Vitamin D is in the news again. Apparently Vitamin D levels decrease by 20 % after cessation of oral contraceptives (OCs). This has potential consequences not only for women but for any pregnancies that ensue. Because of his new finding, it might be appropriate to check Vitamin D levels after OCs are stopped or before pregnancy is considered. 

In the close-to-science-fiction department, we turn our attention to telomeres. What is a telomere ? quotes Blackburn and Epel from the Journal Nature, saying that

“ Telomeres are the end caps at the end of each DNA strand that protect our chromosomes, like the plastic tips at the end of shoelaces.
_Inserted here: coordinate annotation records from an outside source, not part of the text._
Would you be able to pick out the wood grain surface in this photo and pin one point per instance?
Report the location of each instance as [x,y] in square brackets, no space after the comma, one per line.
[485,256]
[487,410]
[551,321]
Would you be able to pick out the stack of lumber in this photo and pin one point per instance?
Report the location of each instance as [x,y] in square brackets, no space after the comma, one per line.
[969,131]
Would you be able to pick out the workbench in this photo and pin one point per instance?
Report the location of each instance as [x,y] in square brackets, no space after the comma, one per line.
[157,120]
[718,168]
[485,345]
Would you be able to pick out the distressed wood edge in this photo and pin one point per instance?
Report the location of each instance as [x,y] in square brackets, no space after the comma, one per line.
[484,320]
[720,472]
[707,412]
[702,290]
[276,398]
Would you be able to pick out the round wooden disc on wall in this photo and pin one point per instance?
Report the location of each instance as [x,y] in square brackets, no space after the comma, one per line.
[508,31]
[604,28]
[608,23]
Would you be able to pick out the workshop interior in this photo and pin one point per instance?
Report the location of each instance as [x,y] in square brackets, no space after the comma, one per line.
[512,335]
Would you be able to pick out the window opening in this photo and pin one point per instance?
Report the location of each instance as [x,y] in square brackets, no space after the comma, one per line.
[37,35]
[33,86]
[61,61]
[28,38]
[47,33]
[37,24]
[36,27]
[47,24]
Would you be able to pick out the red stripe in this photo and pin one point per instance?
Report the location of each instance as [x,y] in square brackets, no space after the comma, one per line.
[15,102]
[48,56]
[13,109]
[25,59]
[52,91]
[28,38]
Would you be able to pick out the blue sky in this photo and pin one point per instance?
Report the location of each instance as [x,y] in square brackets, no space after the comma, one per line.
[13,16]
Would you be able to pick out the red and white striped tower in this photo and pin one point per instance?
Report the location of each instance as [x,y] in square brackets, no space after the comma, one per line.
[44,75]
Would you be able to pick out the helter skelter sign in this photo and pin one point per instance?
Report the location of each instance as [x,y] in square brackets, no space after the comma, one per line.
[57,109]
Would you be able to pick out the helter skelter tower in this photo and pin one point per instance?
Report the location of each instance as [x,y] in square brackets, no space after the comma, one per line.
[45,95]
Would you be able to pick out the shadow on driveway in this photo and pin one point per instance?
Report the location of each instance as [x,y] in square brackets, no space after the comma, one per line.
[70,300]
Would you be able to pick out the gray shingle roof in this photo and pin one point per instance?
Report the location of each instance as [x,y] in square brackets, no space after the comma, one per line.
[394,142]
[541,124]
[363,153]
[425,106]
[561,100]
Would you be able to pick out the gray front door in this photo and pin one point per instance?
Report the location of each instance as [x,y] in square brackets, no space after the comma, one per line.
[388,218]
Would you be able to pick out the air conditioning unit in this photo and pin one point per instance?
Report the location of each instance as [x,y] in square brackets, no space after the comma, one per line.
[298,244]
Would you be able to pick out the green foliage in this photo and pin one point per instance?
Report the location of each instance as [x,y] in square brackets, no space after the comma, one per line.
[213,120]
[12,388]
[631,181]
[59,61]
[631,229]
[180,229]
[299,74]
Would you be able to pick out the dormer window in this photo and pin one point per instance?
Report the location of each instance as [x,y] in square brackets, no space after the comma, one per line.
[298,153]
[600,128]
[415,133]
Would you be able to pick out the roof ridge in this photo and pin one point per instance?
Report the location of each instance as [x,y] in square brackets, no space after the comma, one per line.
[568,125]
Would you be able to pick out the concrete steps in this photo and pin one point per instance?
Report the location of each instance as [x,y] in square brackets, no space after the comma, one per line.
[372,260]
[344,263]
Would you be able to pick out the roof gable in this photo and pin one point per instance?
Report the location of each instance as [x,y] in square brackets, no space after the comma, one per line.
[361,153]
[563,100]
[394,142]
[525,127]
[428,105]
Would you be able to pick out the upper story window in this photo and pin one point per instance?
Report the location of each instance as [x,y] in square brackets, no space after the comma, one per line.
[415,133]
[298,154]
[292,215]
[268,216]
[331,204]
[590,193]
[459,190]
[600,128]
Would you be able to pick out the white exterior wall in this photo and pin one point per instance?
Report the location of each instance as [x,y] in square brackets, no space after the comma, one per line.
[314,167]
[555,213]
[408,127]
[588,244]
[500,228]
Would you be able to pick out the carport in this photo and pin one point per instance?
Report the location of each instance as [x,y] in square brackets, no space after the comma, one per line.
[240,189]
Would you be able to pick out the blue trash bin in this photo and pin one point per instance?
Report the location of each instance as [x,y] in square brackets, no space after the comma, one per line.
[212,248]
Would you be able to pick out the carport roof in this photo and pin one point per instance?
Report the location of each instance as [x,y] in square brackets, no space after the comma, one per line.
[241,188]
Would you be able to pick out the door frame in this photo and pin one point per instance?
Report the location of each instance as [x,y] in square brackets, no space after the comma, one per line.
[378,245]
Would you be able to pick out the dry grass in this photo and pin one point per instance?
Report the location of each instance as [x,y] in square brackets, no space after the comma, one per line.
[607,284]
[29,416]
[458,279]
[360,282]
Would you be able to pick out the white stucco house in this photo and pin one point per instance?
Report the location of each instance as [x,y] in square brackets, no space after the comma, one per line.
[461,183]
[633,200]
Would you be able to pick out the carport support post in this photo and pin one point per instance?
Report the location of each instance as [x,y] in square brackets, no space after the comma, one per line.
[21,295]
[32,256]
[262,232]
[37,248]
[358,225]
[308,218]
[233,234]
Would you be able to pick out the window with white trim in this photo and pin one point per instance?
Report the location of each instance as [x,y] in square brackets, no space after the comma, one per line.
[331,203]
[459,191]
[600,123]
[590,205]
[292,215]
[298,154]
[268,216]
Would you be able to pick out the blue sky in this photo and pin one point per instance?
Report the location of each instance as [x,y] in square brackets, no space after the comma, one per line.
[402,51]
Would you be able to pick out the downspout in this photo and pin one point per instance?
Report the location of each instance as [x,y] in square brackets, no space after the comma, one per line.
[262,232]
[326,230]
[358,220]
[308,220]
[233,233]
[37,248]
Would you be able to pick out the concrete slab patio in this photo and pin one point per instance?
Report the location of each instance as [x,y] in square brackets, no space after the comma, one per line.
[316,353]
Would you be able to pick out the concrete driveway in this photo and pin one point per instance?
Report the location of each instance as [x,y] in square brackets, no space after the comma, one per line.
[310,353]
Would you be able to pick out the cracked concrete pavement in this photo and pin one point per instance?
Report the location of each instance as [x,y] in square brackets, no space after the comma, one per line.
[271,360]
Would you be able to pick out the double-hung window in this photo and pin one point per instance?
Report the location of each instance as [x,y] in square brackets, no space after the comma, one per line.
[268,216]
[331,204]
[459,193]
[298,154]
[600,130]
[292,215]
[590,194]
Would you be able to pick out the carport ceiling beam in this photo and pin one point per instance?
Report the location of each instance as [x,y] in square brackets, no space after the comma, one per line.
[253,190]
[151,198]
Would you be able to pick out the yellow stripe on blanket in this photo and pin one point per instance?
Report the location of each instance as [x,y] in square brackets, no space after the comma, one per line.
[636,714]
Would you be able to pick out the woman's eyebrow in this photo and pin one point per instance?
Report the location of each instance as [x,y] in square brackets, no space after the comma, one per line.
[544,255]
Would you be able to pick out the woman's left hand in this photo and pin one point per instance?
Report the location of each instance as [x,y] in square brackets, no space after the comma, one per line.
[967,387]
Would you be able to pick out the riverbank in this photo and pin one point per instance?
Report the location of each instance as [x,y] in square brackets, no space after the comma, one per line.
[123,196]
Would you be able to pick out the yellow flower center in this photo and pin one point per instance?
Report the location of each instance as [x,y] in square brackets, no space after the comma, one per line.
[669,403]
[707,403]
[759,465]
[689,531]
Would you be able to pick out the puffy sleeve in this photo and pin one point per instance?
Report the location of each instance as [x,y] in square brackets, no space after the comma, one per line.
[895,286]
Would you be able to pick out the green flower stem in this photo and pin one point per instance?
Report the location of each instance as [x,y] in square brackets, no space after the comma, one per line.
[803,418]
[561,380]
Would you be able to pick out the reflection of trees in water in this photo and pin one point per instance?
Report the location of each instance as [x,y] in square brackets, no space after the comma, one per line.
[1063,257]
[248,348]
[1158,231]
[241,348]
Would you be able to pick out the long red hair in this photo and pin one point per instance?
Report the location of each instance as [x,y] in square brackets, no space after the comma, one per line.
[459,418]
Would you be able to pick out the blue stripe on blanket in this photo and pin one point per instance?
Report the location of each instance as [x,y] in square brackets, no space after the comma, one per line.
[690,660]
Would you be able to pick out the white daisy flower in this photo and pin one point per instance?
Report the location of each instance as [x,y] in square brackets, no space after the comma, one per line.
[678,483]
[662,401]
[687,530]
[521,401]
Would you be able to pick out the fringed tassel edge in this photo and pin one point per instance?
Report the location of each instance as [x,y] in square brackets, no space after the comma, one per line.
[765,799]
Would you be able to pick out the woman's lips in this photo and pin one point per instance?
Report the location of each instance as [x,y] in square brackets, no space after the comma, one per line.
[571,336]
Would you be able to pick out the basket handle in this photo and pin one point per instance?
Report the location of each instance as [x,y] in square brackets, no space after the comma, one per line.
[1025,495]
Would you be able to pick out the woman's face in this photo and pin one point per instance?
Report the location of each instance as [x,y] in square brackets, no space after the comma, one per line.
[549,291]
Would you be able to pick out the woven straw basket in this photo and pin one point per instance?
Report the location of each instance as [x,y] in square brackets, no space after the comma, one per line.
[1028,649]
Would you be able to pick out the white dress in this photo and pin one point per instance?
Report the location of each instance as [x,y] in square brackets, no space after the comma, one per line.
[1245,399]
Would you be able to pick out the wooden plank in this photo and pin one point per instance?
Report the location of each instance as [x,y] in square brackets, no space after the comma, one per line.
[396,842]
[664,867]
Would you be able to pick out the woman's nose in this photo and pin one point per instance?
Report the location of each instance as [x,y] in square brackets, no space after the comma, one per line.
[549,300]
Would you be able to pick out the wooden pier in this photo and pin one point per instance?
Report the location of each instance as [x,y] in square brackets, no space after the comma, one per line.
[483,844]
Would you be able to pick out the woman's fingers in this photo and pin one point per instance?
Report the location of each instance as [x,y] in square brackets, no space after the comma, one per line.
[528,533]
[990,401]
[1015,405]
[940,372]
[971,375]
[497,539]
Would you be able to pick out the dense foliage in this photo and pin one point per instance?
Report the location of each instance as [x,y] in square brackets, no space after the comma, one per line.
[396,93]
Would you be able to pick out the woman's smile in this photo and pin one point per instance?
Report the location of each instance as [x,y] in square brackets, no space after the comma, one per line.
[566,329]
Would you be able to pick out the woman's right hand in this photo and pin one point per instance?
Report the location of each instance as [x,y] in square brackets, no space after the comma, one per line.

Without the coating, shoelaces become frayed until they can no longer do their job, just as without telomeres, DNA strands become damages, and our cells can’t do their job.”.

Telomere length is therefore a marker of cell aging. Cell lifespan shortens as telomeres shorten. We are born with a certain telomere length. The majority of telomere shortening occurs in the first 4 years of life. Little is known about why telomeres shorten. It turns out that early exclusive breastfeeding for just 4-6 weeks is associated with longer telomere length at age 4-5 years. This may have consequences for long term health and overall longevity. The CDC has reported that just about half of all postpartum women are breastfeeding at 6 months. Less than a third were still breastfeeding at a year. The American Academy of Pediatrics has recommended that women breastfeed for at least 6-12 months. 

The Journal Pediatrics reports that “ Breast milk give a boost to premature babies mental and physical development.” Those who received breast milk during the first 28 days of life had measurably better IQ, math, memory and motor skills at age 7 compared to those who received less breast milk. I will comment that to pump breast milk for 28 days while your premature baby is in the NICU (newborn ICU) requires a high level of dedication. Perhaps it is difficult to factor out this maternal dedication as a factor in the better outcomes of the breastfed babies in their study.  These breastfeeding mom’s of preemies either are or become some of the most dedicated and resourceful moms out there, due, at least in part, to what they have to deal with. Maybe the better outcomes are born of the mother’s overall dedication. Hat’s off to you…. dedicated NICU moms.